One of the more difficult design decisions we had to deal with was the need to have a single global stream of instrumentation events. We considered having thread-local buffers, but sadly there was no easy way to be notified of thread exit/death, so flushing these buffers in the edge cases proved to be problematic.
1. The decision to have a single buffer, combined with the different priorities of the threads in our app, made for an interesting multithreading challenge. The varying priorities (UI thread having the highest, our worker thread taking events from the buffer having the lowest) meant priority inversion was all too common, and it was affecting performance. We tried using priority-inheriting mutexes, but we discovered that the frequent and rather heavy interactions with the kernel could easily become the bottleneck.
2. Ultimately, we settled on a custom lock-free ring buffer of fixed-size events, which now lives in folly. One of the significant benefits of a lock-free solution was that, in the majority of cases, events could be written without having to make system calls into the kernel, which made the operation highly efficient and addressed the bottlenecks we discussed in the previous point.
Using only primitive types and keeping things simple pays off. When the bytecode rewriter manipulates the app’s code, it also injects a unique identifier at each code location it touches. As part of the build process, it also generates a mapping between identifiers and code locations. This allows us to log only 32-bit integer identifiers at runtime and to symbolicate them to code locations on the server side, sidestepping having to ask the VM what the top stack frame is.

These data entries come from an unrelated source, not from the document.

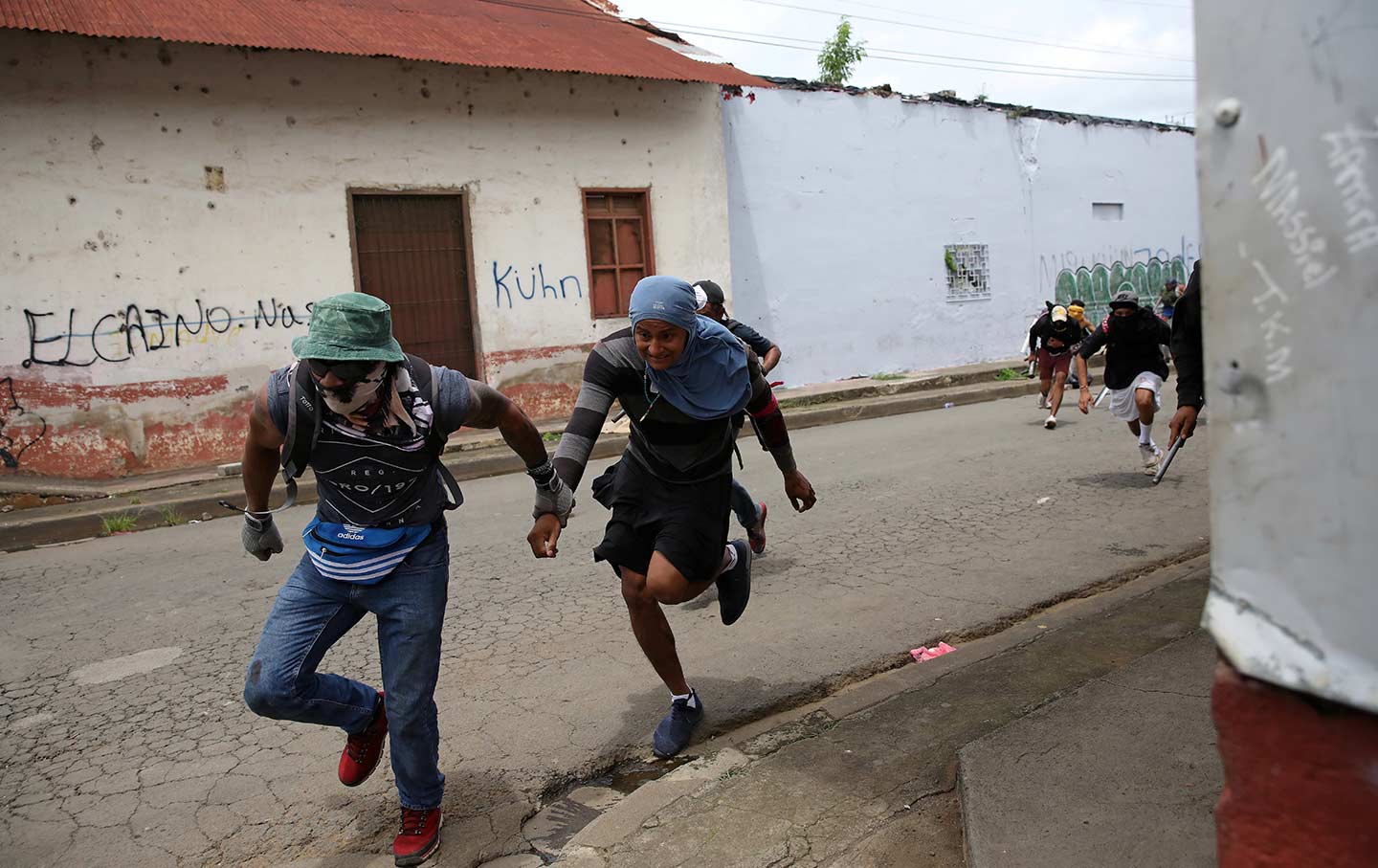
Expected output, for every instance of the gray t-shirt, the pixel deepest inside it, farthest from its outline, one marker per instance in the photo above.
(379, 477)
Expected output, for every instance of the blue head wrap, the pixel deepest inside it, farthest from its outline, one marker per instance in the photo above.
(710, 379)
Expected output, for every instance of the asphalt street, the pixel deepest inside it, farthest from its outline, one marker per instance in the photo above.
(122, 661)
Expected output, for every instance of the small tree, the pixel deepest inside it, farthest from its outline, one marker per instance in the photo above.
(839, 56)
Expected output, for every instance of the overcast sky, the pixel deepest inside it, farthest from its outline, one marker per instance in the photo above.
(1105, 43)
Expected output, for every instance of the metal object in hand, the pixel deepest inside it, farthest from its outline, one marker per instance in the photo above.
(1167, 460)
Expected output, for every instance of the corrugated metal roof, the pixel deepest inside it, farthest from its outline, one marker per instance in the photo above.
(551, 34)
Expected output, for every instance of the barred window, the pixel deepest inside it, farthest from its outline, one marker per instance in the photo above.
(969, 273)
(617, 226)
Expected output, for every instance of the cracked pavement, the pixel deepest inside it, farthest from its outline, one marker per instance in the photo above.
(122, 658)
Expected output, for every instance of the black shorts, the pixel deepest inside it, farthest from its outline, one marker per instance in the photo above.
(685, 523)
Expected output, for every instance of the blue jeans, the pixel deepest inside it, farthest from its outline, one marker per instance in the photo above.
(313, 612)
(745, 506)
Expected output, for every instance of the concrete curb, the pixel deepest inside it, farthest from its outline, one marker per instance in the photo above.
(730, 751)
(197, 501)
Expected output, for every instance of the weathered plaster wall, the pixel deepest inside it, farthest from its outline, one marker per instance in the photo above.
(839, 209)
(109, 222)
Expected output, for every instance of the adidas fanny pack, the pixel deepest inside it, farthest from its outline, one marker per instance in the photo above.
(360, 555)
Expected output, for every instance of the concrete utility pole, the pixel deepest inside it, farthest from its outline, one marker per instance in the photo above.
(1287, 154)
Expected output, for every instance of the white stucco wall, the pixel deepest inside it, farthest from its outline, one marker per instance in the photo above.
(102, 169)
(839, 209)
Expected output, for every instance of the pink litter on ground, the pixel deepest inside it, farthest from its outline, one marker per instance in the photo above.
(929, 654)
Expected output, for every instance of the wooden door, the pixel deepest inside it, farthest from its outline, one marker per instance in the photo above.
(412, 254)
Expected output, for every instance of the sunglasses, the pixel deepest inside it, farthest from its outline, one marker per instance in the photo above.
(347, 370)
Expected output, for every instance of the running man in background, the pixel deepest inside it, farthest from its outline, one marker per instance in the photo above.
(1134, 369)
(1077, 310)
(1167, 300)
(751, 513)
(681, 378)
(1051, 342)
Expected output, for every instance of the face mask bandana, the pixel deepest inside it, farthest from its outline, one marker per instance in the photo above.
(353, 397)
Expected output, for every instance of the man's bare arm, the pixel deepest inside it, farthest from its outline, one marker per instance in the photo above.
(770, 360)
(489, 408)
(262, 448)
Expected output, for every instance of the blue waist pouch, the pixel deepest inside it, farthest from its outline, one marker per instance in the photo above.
(357, 554)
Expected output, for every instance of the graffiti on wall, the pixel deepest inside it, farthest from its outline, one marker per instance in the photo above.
(536, 285)
(86, 338)
(1100, 276)
(18, 428)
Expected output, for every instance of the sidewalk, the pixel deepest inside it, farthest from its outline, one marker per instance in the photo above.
(155, 501)
(1078, 737)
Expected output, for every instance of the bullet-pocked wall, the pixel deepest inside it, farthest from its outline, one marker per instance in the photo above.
(171, 211)
(880, 234)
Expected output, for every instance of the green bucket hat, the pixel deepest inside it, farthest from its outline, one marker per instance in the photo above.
(350, 326)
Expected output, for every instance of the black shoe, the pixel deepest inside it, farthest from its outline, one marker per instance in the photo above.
(735, 586)
(674, 730)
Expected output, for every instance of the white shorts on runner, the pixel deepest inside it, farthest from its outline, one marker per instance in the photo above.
(1122, 400)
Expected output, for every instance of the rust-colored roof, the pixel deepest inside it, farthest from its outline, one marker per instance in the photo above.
(553, 34)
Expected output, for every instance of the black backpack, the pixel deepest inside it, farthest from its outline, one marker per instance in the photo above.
(303, 428)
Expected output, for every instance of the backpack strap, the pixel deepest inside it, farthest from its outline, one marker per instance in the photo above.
(303, 428)
(429, 386)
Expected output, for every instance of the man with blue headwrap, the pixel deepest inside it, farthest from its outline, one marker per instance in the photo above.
(681, 378)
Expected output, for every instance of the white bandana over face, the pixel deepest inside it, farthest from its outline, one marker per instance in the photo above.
(357, 395)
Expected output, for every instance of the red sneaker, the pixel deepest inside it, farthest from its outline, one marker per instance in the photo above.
(363, 751)
(757, 533)
(419, 836)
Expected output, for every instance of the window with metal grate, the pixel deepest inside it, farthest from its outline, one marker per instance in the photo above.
(967, 270)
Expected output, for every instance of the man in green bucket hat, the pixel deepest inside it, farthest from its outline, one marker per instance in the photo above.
(371, 422)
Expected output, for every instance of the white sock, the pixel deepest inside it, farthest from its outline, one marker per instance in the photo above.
(729, 558)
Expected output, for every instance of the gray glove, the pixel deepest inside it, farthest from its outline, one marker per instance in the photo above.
(260, 538)
(553, 497)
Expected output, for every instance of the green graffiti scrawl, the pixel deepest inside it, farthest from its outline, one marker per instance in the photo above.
(1097, 284)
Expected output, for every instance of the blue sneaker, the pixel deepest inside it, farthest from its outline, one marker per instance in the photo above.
(735, 586)
(674, 730)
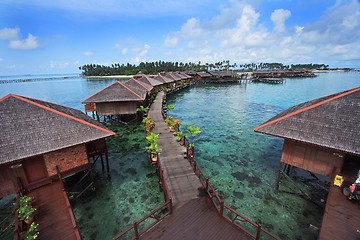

It also allows us to make the events fixed-size and very small (around 50 bytes per event), which has an effect on both the trace size and the runtime overhead.
Balancing the code size impact is a delicate game. Every code location where the rewriter injects code increases the overall app size by a few bytes. If it’s only a few hundred locations, you probably won’t notice. However, it’s all too easy to write a simple rule that instruments far too much code, bloating the app size as a result. Continuously monitoring the size impact is important to quantify the overhead of new rules and push back on the code size increase.

Future development

In summary, bytecode rewriting has allowed us to scale up our performance instrumentation, providing unique insights into the execution at runtime. It has required a lot of work to make performant, but the effort has so far been worth it.

We’re still actively developing this system, integrating it with existing instrumentation and configuration methods. It’s still in its early days, but we’re very excited by the results we’ve seen and are already thinking of new problems to solve outside the scope of client-side performance.